Ukraine war: Zelensky says railway station strike was war crime by Russia; EU ponders inclusion of Ukraine
- At least 50 people were killed and hundreds wounded as Russian troops reportedly bombed a railway station in the Donetsk region on Friday
- Elsewhere, the EU Commission is currently examining the application of Ukraine’s membership into the bloc

Ukrainian President Volodymyr Zelensky said his country’s security service has intercepted communications of Russian troops that provide evidence of war crimes.
“There are soldiers talking with their parents about what they stole and who they abducted. There are recordings of prisoners of war who admitted killing people,” Zelenskyy said in an excerpt of an interview with CBS’ “60 Minutes” that aired on Friday.
“There are pilots in prison who had maps with civilian targets to bomb. There are also investigations being conducted based on the remains of the dead,” he said in a translation provided by CBS.

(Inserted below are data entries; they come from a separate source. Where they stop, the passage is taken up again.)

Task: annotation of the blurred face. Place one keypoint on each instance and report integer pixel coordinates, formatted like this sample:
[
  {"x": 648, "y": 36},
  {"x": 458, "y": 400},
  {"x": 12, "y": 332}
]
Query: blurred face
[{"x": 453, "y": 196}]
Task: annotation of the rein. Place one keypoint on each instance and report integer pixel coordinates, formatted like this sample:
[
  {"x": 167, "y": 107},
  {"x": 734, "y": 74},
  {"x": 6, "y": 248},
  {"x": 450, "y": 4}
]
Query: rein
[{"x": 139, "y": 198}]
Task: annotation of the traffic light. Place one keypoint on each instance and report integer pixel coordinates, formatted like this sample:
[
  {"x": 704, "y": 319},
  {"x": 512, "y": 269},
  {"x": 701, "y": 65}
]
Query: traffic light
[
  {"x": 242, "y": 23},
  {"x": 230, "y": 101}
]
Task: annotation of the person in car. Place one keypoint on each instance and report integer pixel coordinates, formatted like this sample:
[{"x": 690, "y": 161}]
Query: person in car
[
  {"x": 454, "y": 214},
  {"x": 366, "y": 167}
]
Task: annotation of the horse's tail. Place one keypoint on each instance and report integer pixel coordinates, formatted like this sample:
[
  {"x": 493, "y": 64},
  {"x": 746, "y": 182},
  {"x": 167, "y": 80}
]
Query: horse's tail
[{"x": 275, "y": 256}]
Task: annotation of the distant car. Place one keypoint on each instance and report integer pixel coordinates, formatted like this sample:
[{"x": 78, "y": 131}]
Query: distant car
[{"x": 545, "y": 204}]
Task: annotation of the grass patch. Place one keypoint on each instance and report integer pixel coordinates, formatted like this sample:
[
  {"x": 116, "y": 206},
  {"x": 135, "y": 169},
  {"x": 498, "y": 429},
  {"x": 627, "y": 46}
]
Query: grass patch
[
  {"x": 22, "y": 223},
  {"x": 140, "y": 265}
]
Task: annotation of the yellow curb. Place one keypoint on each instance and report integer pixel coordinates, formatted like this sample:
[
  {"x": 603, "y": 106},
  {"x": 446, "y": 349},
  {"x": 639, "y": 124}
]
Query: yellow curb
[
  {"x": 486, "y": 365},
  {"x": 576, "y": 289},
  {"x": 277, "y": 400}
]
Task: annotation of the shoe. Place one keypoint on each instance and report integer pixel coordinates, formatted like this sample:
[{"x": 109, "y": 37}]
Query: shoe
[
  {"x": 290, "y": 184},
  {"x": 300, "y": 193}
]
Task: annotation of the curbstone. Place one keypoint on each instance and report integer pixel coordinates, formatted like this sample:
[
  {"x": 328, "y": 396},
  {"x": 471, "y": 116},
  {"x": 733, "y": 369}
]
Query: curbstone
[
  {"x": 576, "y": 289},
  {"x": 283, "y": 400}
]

Zelenskyy said “everyone who made a decision, who issued an order, who fulfilled an order” is guilty of a war crime. Asked whether he held Russian President Vladimir Putin responsible, he said: “I do believe that he’s one of them.”
The Ukrainian President also denounced the missile strike on an eastern railway station as another Russian war crime and said Ukraine expects a tough global response.
“Like the massacres in Bucha, like many other Russian war crimes, the missile attack on Kramatorsk should be one of the charges at the tribunal that must be held,” he said during his nightly video address to the nation Friday.

The president told Ukrainians that great efforts would be taken “to establish every minute of who did what,” so that those behind the attack would be held responsible.